17 reviews4 followers
May 25, 2016
In this text, Sally Scholz clearly delineates a theory of what she calls *political* solidarity in opposition to social or civic solidarity. Understanding political solidarity as a mediating relation between an individual and the community--it serves as a group that is dedicated to combating oppression or injustice in some particular form. She claims such a group formation is distinct from a politics of identity, as such, members of privileged groups are able to (and perhaps ought to) join the solidary group.

Her depiction of political solidarity seems, to me, too revisionist and far too alienated from political institutional mechanisms to be of terribly much use. This is evident in the fact that many of her examples of solidarity revolve around either "protest" or so-called ethical consumerism. In this sense, while she claims solidary groups can be local, she doesn't focus on the function of local solidary groups except to claim that they need not function by virtue of democratic mechanisms.

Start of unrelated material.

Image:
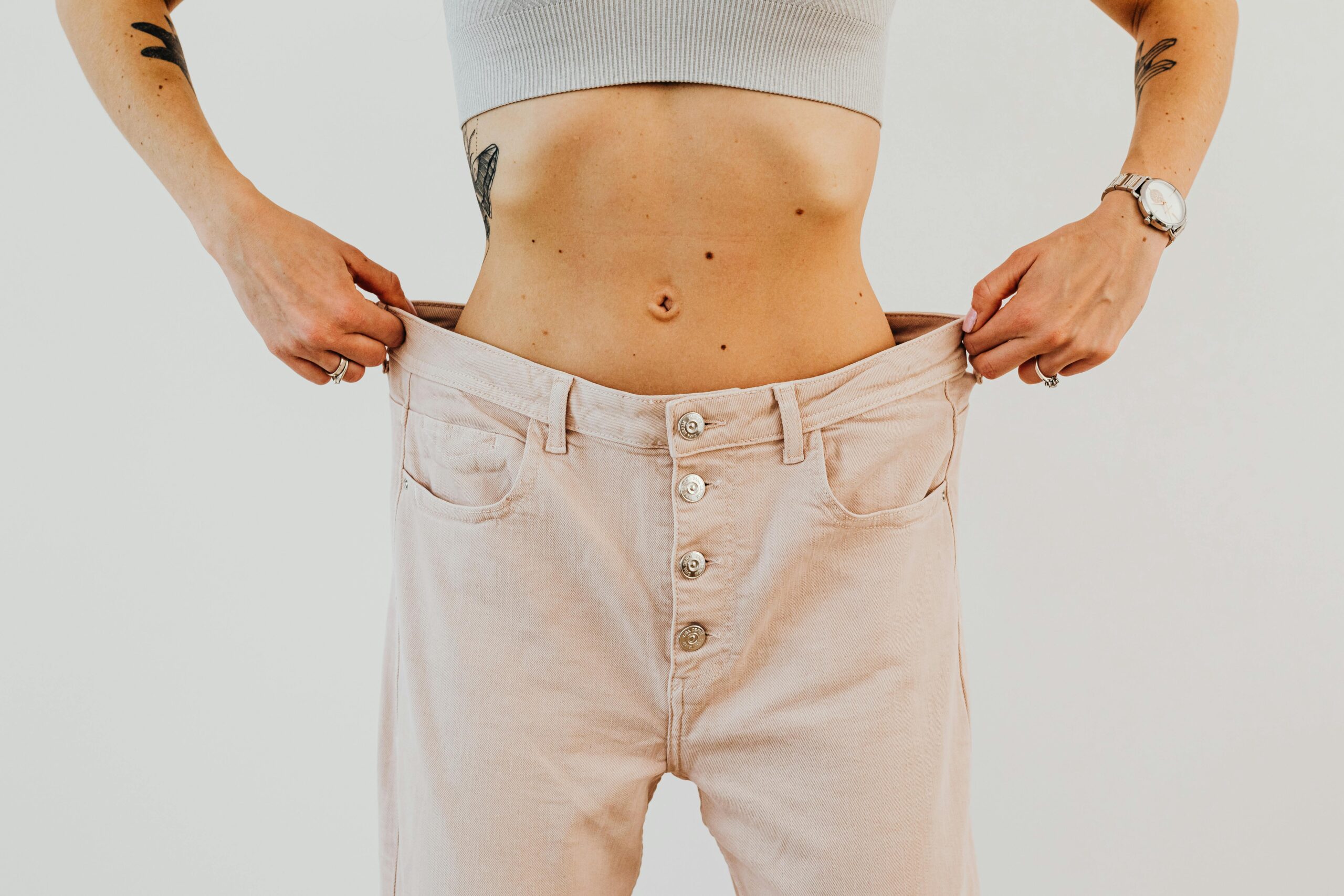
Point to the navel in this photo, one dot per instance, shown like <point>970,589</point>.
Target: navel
<point>666,304</point>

Nevertheless, Scholz's perspective is a throughly liberal one: she decries the use of revolutionary violence as the antithesis of the moral relations and duties demanded by solidarity, claims that the solidary group must always be in opposition to a concrete problem that it aims to ameliorate, and functions by virtue of a simple aggregation of the acts of individuals *as* acts of the group. These elements make the theory worse off, in my opinion--as we cannot understand whether and in what conditions the use of violence by a solidary group may be permissible, we cannot theorize a solidary group with diffuse aims but a common political strategy, or understand how it is that the group relation transforms liberal individual subjectivity. Though, I will credit her with denying the humanist claim that we are (or ought to be) in global political solidarity simply by virtue of our shared difference or some essential quality of "being human."

I was most interested in her discussion of global political solidarity, which I ultimately found lacking--as it seems to boil down to either participating in a (far off) cause in whatever way one sees fit toward the aim of ending oppression of a distant other, or various pressures utilized by the states-system with all of its unequal distributions of power.